Very old critical ill patients are a rapid expanding group in the ICU. Indications for admission, triage criteria and level of care are frequently discussed for such patients. However, most relevant outcome studies in this group frequently find an increased mortality and a reduced quality of life in survivors. The main objective was to study the impact of frailty compared with other variables with regards to short-term outcome in the very old ICU population.

Methods

A transnational prospective cohort study from October 2016 to May 2017 with 30 days follow-up was set up by the European Society of Intensive Care Medicine. In total 311 ICUs from 21 European countries participated. The ICUs included the first consecutive 20 very old (≥ 80 years) patients admitted to the ICU within a 3-month inclusion period. Frailty, SOFA score and therapeutic procedures were registered, in addition to limitations of care. For measurement of frailty the Clinical Frailty Scale was used at ICU admission.
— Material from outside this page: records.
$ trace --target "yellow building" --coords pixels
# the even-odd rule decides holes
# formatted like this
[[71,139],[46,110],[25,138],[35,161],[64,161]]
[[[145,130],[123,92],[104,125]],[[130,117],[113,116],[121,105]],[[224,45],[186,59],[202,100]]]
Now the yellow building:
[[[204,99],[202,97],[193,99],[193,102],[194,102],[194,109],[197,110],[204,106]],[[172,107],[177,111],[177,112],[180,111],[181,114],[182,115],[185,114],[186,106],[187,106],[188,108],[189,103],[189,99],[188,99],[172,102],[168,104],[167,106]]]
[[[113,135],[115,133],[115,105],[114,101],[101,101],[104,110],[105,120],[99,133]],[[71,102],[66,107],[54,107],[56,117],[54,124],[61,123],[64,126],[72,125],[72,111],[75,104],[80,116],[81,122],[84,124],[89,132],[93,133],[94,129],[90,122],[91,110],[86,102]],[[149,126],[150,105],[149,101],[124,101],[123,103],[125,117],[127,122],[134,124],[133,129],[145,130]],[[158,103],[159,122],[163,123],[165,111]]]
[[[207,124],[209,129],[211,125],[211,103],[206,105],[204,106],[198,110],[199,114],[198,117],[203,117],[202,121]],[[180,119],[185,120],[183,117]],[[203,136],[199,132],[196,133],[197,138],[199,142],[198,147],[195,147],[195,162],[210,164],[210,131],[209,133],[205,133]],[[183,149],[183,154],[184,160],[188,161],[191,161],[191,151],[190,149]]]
The main outcomes were ICU and 30-day mortality and survival at 30 days.

Results

A total of 5021 patients with a median age of 84 years (IQR 81–86 years) were included in the final analysis, 2404 (47.9%) were women. Admission was classified as acute in 4215 (83.9%) of the patients. Overall ICU and 30-day mortality rates were 22.1% and 32.6%. During ICU stay 23.8% of the patients did not receive specific ICU procedures: ventilation, vasoactive drugs or renal replacement therapy. Frailty (values ≥ 5) was found in 43.1% and was independently related to 30-day survival (HR 1.54; 95% CI 1.38–1.73) for frail versus non-frail.

Conclusions

Among very old patients (≥ 80 years) admitted to the ICU, the consecutive classes in Clinical Frailty Scale were inversely associated with short-term survival. The scale had a very low number of missing data. These findings provide support to add frailty to the clinical assessment in this patient group.

Trial registration

ClinicalTrials.gov (ID: NCT03134807).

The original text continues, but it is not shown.